Away from all the tumult relating to the government formation, the Israeli media focused on the person who had symbolised the defeat of Netanyahu’s “National Security Government” strategy. That was on June 10, when Gilad Schalit, a 35-year-old ex-soldier celebrated his pre-wedding ‘mehendi ceremony’ with his fiancée Nitzan Shabbat which they call ‘henna ceremony’. It is not known whether the Israeli media indirectly wanted to highlight the common bond in Abrahamic religions as the “henna ceremony” is common among “Sephardi Jews” as well as with Arab Muslims and Iranian Shias.
Gilad Schalit was captured by Hamas on June 25, 2006. The fabled Israeli security services could not locate him in the small enclave of Gaza for over five years.
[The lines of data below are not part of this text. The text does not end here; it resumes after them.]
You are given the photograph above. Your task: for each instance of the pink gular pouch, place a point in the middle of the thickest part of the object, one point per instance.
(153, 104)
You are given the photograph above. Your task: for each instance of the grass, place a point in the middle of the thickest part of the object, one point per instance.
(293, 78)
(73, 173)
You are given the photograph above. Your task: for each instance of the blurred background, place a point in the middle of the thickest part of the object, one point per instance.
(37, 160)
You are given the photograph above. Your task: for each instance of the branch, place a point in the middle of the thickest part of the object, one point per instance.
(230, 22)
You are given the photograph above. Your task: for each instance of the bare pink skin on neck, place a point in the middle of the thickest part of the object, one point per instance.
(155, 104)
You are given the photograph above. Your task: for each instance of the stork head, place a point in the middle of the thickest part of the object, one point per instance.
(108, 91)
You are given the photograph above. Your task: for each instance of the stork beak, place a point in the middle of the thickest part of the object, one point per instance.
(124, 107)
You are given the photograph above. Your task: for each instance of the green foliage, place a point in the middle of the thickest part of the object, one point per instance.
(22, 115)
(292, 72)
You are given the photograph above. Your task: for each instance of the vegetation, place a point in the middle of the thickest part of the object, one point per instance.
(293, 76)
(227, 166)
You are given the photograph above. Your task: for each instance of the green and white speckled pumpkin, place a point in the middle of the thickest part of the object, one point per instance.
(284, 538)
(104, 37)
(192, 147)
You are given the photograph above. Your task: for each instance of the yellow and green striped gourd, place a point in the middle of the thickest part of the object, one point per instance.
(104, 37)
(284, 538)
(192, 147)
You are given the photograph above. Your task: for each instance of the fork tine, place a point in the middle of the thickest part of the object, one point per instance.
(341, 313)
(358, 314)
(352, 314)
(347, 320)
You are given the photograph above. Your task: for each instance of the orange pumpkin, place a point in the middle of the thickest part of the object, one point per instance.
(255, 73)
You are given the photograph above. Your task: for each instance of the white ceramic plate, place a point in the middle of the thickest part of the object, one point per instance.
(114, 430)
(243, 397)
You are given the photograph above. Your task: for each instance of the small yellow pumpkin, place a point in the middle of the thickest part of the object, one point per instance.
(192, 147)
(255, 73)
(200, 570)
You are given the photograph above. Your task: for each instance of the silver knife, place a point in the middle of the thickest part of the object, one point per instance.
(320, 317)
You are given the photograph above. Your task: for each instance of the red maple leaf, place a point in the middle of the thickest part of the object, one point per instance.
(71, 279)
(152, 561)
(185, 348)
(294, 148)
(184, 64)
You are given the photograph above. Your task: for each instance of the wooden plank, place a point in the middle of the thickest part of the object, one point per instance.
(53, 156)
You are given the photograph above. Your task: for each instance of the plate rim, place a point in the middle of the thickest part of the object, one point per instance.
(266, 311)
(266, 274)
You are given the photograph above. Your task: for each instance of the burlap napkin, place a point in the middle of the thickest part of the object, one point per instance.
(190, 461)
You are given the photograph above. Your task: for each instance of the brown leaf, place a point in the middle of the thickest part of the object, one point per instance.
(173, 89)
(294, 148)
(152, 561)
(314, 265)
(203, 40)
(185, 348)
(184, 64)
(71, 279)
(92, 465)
That forced Netanyahu to agree to a humiliating exchange of 1,027 Palestinian prisoners in Israeli jails for Hamas to release Schalit on October 18, 2011. Criticism from others, including former Prime Minister Ehud Olmert, that they would never have released the killers had continued to haunt Netanyahu.
Speaking at the Knesset, the new Prime Minister Naftali Bennett praised Netanyahu’s contribution as PM, ignoring his taunts earlier on his inexperience. He also promised to open “a new page” in his government’s relations with the Arab citizens and solve their housing problems. Yet, he warned against violence and ceasefire violations which he implemented on June 16 by ordering air strikes on Hamas for sending incendiary balloons to Israel.
Whether the fragile Bennett-Lapid coalition survives or not, what is very refreshing is Bennett’s interview to The Times of Israel on February 24, vowing “to eschew Netanyahu’s politics of domestic hatred and division”. He said: “What Bibi did for ages… the dog whistle against this group or that group, I don’t go there. I’m more right-wing than Bibi, but I don’t use hate or polarisation as a tool to promote myself politically.” That is a good lesson for all, including India.